As discussed earlier, there are two main decompositions used in prelaunch forecasting:

Sales = Market Share × Market Size

and

	Intention 
Sales =     to	    ×	Purchase  × Population 
	purchase       frequency      size

The first of these decompositions can be combined with choice modeling, as choice modeling is particularly popular in that the preference share estimate that is provided can be interpreted as an estimate of market share. Thus, as most companies have a good idea of the market size, it becomes easy to use this decomposition to predict sales.

The second of the decompositions seems sensible on face value. However, it tends to produce forecasts of sales that are much too high. This is because people are unable to gauge either their likelihood to purchase or their purchase frequency. If you think about it for a while, you will realize that the questions themselves are nearly impossible to answer. How can you rate your purchase intent, for example, if you do not know what other products will be available?

Some research companies have methods for calibrating the purchase intention and purchase frequency data with the goal of making the decomposition more accurate. These are the rules of six companies:[4]

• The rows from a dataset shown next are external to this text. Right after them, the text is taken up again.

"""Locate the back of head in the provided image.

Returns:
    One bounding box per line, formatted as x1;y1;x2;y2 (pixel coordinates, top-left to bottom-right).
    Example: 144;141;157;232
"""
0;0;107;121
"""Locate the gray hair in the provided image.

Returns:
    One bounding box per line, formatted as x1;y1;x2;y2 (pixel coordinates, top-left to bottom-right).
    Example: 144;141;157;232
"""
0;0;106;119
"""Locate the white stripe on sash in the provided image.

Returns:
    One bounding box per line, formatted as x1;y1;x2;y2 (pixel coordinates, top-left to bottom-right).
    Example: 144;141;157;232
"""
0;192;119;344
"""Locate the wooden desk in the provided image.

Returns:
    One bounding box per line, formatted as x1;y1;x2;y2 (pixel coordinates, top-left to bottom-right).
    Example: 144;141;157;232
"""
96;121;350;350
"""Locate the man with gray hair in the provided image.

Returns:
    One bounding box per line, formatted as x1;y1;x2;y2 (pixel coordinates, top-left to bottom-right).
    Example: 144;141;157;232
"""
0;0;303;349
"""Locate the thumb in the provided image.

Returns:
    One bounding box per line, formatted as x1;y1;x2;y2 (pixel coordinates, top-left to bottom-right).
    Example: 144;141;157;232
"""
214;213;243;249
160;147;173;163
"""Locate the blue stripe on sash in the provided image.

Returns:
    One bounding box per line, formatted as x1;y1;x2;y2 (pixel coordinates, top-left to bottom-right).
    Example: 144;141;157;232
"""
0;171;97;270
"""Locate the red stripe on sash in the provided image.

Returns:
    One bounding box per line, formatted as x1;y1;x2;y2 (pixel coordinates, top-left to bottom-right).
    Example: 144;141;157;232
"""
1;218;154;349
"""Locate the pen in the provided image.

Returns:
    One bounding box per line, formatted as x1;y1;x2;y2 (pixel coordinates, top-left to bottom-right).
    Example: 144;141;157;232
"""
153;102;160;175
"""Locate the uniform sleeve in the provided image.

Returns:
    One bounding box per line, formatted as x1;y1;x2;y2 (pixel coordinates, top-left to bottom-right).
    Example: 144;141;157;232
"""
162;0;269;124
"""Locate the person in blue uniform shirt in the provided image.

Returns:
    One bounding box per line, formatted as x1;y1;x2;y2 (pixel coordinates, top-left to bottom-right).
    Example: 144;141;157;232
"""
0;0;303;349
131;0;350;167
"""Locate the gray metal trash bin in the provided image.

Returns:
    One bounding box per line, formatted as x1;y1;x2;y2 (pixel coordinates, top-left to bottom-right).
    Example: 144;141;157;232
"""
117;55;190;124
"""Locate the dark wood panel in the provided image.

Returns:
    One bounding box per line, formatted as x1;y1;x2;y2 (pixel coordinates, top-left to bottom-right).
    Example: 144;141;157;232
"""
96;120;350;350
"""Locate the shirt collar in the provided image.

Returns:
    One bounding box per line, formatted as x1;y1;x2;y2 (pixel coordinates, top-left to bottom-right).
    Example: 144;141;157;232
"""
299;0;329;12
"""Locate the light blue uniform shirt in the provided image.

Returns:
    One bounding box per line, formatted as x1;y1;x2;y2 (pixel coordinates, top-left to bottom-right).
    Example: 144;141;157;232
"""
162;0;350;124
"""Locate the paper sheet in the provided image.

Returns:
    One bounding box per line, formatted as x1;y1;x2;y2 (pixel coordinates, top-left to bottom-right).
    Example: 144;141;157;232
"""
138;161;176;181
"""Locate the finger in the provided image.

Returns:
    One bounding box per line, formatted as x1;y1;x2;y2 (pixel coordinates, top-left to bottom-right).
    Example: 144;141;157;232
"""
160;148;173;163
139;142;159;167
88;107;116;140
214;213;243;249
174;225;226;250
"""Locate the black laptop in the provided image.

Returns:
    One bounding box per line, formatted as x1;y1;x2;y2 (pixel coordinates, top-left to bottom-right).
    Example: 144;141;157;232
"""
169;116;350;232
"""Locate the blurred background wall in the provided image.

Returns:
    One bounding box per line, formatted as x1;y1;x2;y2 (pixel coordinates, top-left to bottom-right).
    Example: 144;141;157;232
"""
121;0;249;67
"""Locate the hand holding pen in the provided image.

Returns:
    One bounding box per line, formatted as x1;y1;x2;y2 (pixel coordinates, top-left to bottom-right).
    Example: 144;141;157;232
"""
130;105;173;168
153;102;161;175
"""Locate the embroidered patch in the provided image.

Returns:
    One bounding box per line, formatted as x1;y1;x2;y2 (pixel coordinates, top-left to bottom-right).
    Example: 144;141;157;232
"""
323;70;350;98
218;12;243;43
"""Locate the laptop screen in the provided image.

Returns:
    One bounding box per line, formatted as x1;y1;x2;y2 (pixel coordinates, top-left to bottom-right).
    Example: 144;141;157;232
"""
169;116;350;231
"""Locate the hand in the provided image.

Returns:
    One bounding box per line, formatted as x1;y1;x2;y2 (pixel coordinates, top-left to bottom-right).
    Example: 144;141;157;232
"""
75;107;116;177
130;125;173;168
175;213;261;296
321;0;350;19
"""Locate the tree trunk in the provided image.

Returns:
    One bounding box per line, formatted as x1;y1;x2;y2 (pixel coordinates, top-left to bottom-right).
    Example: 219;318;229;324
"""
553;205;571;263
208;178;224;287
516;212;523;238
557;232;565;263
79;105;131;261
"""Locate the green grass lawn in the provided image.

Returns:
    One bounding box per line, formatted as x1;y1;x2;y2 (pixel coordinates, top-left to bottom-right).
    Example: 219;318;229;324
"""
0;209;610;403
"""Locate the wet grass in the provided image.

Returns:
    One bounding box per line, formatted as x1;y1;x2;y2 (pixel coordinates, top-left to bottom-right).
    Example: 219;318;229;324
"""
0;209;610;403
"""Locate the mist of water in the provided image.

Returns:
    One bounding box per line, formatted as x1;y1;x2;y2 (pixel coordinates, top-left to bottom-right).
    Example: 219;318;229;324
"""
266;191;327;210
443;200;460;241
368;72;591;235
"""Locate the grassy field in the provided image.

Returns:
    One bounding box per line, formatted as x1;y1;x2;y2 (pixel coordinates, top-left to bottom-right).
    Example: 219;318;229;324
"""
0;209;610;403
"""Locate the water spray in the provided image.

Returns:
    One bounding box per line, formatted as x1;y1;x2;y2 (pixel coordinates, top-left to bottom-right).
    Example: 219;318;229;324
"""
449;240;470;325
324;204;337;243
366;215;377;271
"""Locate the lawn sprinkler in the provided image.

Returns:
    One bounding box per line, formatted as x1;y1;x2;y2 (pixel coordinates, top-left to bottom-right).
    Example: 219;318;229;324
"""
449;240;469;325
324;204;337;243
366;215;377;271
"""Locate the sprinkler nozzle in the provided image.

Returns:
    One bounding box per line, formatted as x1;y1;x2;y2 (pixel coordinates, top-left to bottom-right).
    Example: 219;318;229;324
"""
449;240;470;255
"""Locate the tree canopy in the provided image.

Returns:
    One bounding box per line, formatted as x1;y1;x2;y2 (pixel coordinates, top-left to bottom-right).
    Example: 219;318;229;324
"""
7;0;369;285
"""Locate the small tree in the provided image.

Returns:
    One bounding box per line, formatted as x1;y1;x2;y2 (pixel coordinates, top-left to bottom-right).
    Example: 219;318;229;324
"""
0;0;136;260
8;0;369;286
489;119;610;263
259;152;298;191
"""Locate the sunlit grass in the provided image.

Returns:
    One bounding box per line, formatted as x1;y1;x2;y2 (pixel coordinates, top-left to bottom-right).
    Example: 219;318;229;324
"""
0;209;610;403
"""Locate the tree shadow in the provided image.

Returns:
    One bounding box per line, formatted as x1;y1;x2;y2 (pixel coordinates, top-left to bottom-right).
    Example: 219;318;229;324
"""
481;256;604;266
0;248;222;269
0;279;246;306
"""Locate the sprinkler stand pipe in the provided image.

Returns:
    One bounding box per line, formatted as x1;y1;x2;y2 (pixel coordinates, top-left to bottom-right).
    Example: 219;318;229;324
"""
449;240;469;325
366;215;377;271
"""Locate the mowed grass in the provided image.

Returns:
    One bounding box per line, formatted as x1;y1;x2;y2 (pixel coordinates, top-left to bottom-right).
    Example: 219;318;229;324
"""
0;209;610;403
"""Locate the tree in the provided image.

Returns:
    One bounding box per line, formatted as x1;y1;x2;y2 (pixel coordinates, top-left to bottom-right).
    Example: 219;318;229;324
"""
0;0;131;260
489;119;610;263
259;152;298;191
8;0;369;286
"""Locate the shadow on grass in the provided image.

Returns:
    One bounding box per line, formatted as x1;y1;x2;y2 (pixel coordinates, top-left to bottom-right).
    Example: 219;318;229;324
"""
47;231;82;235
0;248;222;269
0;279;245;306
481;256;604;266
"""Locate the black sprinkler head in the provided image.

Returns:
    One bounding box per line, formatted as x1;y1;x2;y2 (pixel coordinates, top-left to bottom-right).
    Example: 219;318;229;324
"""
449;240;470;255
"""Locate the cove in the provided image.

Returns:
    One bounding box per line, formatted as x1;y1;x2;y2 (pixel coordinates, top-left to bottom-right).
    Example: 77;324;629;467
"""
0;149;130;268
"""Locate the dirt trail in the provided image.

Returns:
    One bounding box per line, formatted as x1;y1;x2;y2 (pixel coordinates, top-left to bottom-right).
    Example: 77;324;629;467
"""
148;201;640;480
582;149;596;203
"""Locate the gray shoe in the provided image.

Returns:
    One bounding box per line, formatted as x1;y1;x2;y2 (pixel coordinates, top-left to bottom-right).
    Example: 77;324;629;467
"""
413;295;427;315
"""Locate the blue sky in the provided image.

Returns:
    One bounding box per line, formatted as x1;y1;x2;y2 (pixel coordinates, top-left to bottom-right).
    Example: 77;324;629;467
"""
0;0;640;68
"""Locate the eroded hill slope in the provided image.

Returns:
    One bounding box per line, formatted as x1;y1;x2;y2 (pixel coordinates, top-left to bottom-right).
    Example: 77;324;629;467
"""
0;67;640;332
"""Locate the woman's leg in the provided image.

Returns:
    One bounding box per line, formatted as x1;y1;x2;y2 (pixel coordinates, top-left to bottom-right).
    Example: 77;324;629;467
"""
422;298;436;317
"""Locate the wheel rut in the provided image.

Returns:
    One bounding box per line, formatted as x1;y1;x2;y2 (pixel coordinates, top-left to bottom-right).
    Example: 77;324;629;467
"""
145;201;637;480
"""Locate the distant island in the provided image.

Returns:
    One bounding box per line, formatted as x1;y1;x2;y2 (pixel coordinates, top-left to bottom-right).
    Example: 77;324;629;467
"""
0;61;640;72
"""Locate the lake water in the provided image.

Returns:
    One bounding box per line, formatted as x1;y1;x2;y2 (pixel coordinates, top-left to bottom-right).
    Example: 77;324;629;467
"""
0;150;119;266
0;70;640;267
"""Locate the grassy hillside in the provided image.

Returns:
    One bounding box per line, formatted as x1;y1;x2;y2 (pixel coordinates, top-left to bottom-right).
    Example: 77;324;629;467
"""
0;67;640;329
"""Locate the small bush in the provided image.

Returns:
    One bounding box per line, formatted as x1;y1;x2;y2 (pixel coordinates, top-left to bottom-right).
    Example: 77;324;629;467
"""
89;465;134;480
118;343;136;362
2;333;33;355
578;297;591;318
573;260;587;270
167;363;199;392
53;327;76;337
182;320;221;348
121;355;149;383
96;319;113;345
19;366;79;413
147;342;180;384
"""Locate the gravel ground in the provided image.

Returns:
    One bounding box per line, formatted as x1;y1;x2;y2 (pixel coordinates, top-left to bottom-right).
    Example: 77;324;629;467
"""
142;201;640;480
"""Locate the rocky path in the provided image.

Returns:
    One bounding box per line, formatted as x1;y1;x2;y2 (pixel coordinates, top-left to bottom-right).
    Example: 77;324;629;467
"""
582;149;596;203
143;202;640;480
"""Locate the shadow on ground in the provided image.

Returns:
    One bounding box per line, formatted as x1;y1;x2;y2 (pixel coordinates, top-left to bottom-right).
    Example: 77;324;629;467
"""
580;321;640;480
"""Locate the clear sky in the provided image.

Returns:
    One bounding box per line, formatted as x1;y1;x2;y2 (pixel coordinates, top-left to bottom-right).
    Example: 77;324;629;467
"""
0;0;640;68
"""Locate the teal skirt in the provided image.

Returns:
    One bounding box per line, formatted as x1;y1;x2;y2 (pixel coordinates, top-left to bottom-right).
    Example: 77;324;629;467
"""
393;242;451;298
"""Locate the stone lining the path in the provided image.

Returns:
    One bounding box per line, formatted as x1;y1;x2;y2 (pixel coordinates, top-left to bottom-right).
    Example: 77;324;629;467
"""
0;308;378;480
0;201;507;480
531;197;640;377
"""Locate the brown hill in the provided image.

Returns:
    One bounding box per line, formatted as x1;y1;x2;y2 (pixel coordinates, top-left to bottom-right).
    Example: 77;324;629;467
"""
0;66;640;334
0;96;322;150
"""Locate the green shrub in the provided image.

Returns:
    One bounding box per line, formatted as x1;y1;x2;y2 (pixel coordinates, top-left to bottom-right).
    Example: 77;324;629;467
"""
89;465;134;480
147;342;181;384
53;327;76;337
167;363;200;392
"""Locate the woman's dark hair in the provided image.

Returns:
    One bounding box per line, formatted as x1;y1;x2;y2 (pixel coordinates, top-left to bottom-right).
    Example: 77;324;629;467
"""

  • Company A assumed that 100% of those who say they “Definitely will buy” actually will buy (and that nobody else will buy).
  • Company B assumed that 28% of those who say they “Definitely will buy” actually will buy.
  • Company C assumed that 80% of those who say they “Definitely will buy” actually will buy and that 20% of those who say “probably” will buy.
  • Company D assumed that 96% of those who say they “Definitely will buy” actually will buy and that 36% of those who say “probably” will buy.
  • Company E assumed that the buying proportions for each of the five categories are 70%, 54%, 35%, 24% and 20%.
  • Company F assumed that the buying proportions for each of the five categories are 75%, 25%, 10%, 5% and 2%.

A key point to appreciate about these different rules of thumb is the wide discrepancy in their predictions. This highlights the poor validity of purchase intention questions. Furthermore, all of the methods down-weight the purchase intentions, which highlights that purchase intentions are systematically over-stated.

Another problem with the calibration of purchase intent is that the extent of calibration required will likely relate to the number of competitors and the uniqueness of the product, suggesting that any simple approach to calibration is unlikely to be successful.

Despite the inaccuracy of questions asking purchase intentions, concept tests are very popular. In part this is because the diagnostics they provide (e.g., likes and dislikes) can be highly informative and in part it is because they are simple. Furthermore, they can be used to produce forecasts that are more valid than those of the decomposition. The trick is to study the results of previous concept tests. If, for example, you find that a top box score of 20% results in sales of $10,000,000 on average while 30% results in sales of $15,000,000 then you can estimate that a score of 25% will lead to sales of $12,500,000.

Researchers can often use substantially more complex decompositions than these for producing pre-launch forecasts. For example, some take into account factors like distribution, advertising expenditure, shelf placement and word-of-mouth.

Once a pre-launch forecast has been computed it should then be substituted into an economic analysis which takes into account the extent of cannibalization and the likely profit margin of the product.

References

[1]  Rossiter, John R. and Gary L. Lilien (1994), “New ‘Brainstorming’ Principles,” Australian Journal of Management, 19 (June), 61-72.

[2] Bono, Edward de (2008), Creativity Workout: 62 Exercises to Unlock Your Most Creative Ideas. Berkeley: Ulysses Press, page 30-31.

[3] For a case study see: Bass, Frank M, Kent Gordon, Teresa L Ferguson, and Mary Lou Githens (2001), “DIRECTV: Forecasting diffusion of a new technology prior to product launch,” Interfaces, 31 (3), S82-S93.

[4] Jamieson, Linda F. and Frank M. Bass (1989), “Adjusting Stated Intention Measures to Predict Trial Purchase of New Products: A Comparison of Models and Methods,” Journal of Marketing Research, 26 (August), 336-45.